As amostras positivas foram identificadas em duas crianças: uma de 1 ano e 7 meses, moradora do Recife, e outra de 3 anos e 11 meses, residente em Jaboatão dos Guararapes, na região metropolitana. Ambas apresentaram sintomas como febre, tosse, desconforto respiratório e diarreia. Após tratamento hospitalar, as duas já receberam alta.
O que é o hMPV?
O hMPV é um vírus respiratório amplamente conhecido, pertencente à mesma família do Vírus Sincicial Respiratório (VSR). Apesar de geralmente causar sintomas leves, como tosse, febre e congestão nasal – semelhantes aos de um resfriado comum –, ele pode evoluir para formas graves em pessoas vulneráveis, como crianças pequenas, idosos e indivíduos imunocomprometidos. Em casos graves, o quadro pode levar à Síndrome Respiratória Aguda Grave (SRAG).

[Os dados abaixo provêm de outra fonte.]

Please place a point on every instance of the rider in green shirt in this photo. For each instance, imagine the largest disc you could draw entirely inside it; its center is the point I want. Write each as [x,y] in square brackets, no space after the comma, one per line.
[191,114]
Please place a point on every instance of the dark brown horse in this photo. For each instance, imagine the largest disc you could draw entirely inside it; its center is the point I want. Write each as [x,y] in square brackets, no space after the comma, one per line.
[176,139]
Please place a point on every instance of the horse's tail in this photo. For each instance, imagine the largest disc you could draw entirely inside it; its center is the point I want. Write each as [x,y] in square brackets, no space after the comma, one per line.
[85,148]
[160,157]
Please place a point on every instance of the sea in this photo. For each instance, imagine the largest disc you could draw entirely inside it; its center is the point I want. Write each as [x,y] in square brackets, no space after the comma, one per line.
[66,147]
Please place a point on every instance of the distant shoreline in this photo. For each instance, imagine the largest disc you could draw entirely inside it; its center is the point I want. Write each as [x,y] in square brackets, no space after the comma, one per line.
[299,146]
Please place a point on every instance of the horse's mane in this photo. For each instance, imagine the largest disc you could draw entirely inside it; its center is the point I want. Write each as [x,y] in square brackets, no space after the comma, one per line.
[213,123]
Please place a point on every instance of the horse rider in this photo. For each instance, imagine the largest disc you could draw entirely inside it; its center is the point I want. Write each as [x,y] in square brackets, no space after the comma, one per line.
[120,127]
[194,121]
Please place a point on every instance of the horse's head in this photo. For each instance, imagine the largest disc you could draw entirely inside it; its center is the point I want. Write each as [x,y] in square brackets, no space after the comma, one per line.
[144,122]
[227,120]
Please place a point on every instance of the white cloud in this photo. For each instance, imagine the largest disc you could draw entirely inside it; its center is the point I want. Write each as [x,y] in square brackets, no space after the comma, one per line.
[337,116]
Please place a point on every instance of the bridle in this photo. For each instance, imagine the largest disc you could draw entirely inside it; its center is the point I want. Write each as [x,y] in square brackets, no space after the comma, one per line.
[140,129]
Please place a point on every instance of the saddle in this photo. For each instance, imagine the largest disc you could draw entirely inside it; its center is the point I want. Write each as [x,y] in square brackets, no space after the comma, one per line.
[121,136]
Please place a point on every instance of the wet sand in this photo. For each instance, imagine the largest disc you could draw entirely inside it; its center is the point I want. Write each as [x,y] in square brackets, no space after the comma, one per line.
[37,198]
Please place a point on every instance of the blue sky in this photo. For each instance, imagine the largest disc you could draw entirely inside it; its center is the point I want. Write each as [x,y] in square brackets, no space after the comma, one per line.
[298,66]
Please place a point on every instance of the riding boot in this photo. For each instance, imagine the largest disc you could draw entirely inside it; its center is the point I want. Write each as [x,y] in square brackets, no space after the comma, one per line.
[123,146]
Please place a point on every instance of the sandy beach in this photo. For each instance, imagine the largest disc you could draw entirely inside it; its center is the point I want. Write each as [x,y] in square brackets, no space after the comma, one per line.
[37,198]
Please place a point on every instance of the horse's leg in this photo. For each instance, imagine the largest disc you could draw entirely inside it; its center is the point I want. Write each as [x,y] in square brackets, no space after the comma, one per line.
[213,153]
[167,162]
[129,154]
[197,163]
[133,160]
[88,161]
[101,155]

Embora a circulação do hMPV não seja novidade em Pernambuco, os registros do vírus têm sido esporádicos. Picos ocorreram em anos anteriores, com destaque para 2016, quando 15 casos foram confirmados, e 2022, com 27 registros.
Histórico e relevância do vírus
O hMPV foi identificado pela primeira vez em 2001, na Holanda, e circula no Brasil há mais de 20 anos, com o primeiro registro nacional datado de 2004. Segundo a SES-PE, o vírus não é considerado uma grande preocupação pela comunidade científica no momento, mesmo com o aumento de casos em países do Hemisfério Norte. Não há evidências de uma epidemia ou pandemia associada ao hMPV atualmente.
“O HMPV não é um vírus de grande preocupação na comunidade científica, e, até agora, não há aumento de casos que caracterize uma epidemia ou pandemia”, destacou o secretário executivo de Vigilância em Saúde e Atenção Primária, Renan Freitas.
Prevenção e cuidados
Atualmente, não existe uma vacina específica para prevenir o hMPV. Entretanto, a SES-PE recomenda manter a carteira vacinal em dia, com ênfase nas vacinas contra a gripe e Covid-19, que ajudam a evitar complicações e a reduzir os impactos da cocirculação de vírus respiratórios.
Além disso, a Organização Mundial da Saúde (OMS) reforça a importância de medidas não farmacológicas para conter a transmissão do hMPV, como:
- Uso de máscara de proteção facial;
- Manutenção de ambientes bem ventilados;
- Higienização frequente das mãos;
- Evitar tocar olhos, nariz e boca;
- Cobrir a boca e nariz ao tossir ou espirrar.
Para grupos mais vulneráveis, como crianças pequenas, idosos e pessoas com comorbidades ou imunodeficiências, é essencial evitar aglomerações, principalmente em locais fechados e mal ventilados.
Em casos de sintomas graves, como dificuldade para respirar, febre persistente ou dor no peito, a OMS recomenda procurar atendimento médico imediatamente.
Vigilância e monitoramento
As autoridades de saúde brasileiras acompanham de perto a situação. O Ministério da Saúde mantém comunicação constante com a Organização Mundial da Saúde (OMS) e autoridades sanitárias internacionais, incluindo a China, onde recentemente houve um surto significativo de hMPV.